The Philippine Mission co-hosted the pivotal "Last Mile" policy dialogue, titled: The Last Mile: Bridging the Cancer & NCD Innovation Gap with AI, Early Detection, and Equitable Access. This significant session, held on September 24, 2025, from 15:00 to 18:00 EST at the United Nations Headquarters, Conference Room 5, was the central component in a three-part "Last Mile" policy series. The series followed a deliberate arc: the first event (Italy) focused on Investment and innovation pathways; the UN session focused on the global Framework for action; and the final event (Switzerland) focused on hands-on Implementation and rare diseases. The UN dialogue’s urgent purpose was to align political leaders, health stakeholders, and civil society on a shared, concrete framework for action, specifically aimed at closing the persistent gap between cutting-edge medical innovation and its practical implementation in low- and middle-income countries (LMICs).

The Philippine Cancer Society (PCS) reinforced the delegation’s impact, bringing nearly seven decades of experience in local cancer control to the global stage. Dr. Corazon Ngelangel, President of the PCS, delivered a critical intervention at the UN event, ensuring that the unique perspectives, real-world challenges, and proven grassroots successes of Filipino patients and advocates were integrated into the global policy conversation. She was actively supported by delegates Dr. Herdee Gloriane C. Luna and Dr. Maricar Sabeniano, both of whom serve as Executive Active Team-Oncology Manager. With PCS was Ms Kara Magsanoc-Alikpala of ICanServe Philippines, who moderated the UN HQ event.  The dedication of the Philippine government to implementation was highlighted by the participation of the Secretary of Health, Dr. Teodoro Javier Herbosa.  His involvement underscored the Philippines' commitment to practical, measurable execution of global health policy.  

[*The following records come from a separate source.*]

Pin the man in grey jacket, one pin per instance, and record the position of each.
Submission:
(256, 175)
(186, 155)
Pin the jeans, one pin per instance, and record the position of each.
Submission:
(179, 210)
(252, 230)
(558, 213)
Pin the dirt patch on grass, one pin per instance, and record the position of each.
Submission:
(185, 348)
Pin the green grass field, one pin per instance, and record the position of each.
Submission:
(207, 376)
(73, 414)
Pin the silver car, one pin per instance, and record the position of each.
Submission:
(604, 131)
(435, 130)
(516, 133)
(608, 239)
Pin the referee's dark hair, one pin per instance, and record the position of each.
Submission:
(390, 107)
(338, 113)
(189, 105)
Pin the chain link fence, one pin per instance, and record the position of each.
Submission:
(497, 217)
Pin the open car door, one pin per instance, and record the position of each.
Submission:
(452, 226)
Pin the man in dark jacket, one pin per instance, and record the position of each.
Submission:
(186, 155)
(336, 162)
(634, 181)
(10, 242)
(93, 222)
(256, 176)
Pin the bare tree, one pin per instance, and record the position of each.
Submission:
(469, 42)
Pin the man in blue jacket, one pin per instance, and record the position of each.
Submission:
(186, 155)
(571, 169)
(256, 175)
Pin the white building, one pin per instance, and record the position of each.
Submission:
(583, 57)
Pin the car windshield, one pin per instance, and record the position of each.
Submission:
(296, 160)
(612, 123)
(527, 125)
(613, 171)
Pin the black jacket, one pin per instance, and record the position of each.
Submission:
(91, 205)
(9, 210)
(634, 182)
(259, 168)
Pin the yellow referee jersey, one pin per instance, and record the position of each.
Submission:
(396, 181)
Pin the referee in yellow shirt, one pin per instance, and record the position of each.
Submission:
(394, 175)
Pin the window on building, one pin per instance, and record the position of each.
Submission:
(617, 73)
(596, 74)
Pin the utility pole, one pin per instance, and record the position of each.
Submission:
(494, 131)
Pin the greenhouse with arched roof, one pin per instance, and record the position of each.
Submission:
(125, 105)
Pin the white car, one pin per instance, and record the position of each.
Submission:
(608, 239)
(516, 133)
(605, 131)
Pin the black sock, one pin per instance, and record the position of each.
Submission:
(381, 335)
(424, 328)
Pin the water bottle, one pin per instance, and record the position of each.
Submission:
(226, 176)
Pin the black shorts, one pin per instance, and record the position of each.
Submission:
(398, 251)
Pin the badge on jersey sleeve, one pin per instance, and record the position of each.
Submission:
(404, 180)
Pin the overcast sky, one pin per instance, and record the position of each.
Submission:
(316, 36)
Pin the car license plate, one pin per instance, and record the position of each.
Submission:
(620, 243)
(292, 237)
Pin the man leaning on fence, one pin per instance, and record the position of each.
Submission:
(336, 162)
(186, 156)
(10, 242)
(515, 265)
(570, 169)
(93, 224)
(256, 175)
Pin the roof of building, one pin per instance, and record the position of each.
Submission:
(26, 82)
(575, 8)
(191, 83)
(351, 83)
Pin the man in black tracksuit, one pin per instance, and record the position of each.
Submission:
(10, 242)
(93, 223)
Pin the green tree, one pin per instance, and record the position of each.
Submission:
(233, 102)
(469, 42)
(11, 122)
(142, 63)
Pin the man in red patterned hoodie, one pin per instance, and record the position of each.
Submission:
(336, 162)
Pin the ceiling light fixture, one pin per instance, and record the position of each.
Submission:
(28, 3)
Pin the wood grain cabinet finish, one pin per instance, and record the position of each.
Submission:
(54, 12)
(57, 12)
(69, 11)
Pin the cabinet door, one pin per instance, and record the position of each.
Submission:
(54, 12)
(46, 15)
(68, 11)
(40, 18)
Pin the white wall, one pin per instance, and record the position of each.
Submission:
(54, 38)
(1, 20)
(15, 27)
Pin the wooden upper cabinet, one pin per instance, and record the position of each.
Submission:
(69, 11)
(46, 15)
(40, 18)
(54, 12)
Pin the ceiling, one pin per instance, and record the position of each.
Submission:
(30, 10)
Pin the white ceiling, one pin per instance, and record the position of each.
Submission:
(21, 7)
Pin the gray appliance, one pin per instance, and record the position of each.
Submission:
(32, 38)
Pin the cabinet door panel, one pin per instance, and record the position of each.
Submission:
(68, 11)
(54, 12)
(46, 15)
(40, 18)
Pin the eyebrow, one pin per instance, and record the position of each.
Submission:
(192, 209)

Dr. Ngelangel, together with Dr. Teodoro Javier Herbosa (Secretary of Health-Philippines), Karmen Joller (Minister of Social Affairs of Estonia), Ruggero De Maria (Board Member & Treasurer, ICPC & President, Alleanza Controil Cancro), and Denis Horgan (Secretary General, ICPC) set the scene.  This session explored how AI, digital health, and organized screening can transform early detection across cancer and other NCDs. It focused on equity, ethics, and health system readiness, drawing lessons from global and regional initiatives. While cancer provides an urgent case study, the approaches discussed apply equally to diabetes, cardiovascular disease, and other NCDs.

Dr. Ngelangel provided a briefer on “BRIDGING the CANCER CARE GAP in ASIA with AI, EARLY DETECTION, and EQUITABLE ACCESS”, as follows:

Asia’s cancer care landscape is marked by immense opportunity—and urgent need. Rapid population growth, aging demographics, and persistent disparities mean millions face significant barriers to early detection, high-quality treatment, and follow-up. AI-driven innovation, combined with strategic equity efforts, can help close these gaps.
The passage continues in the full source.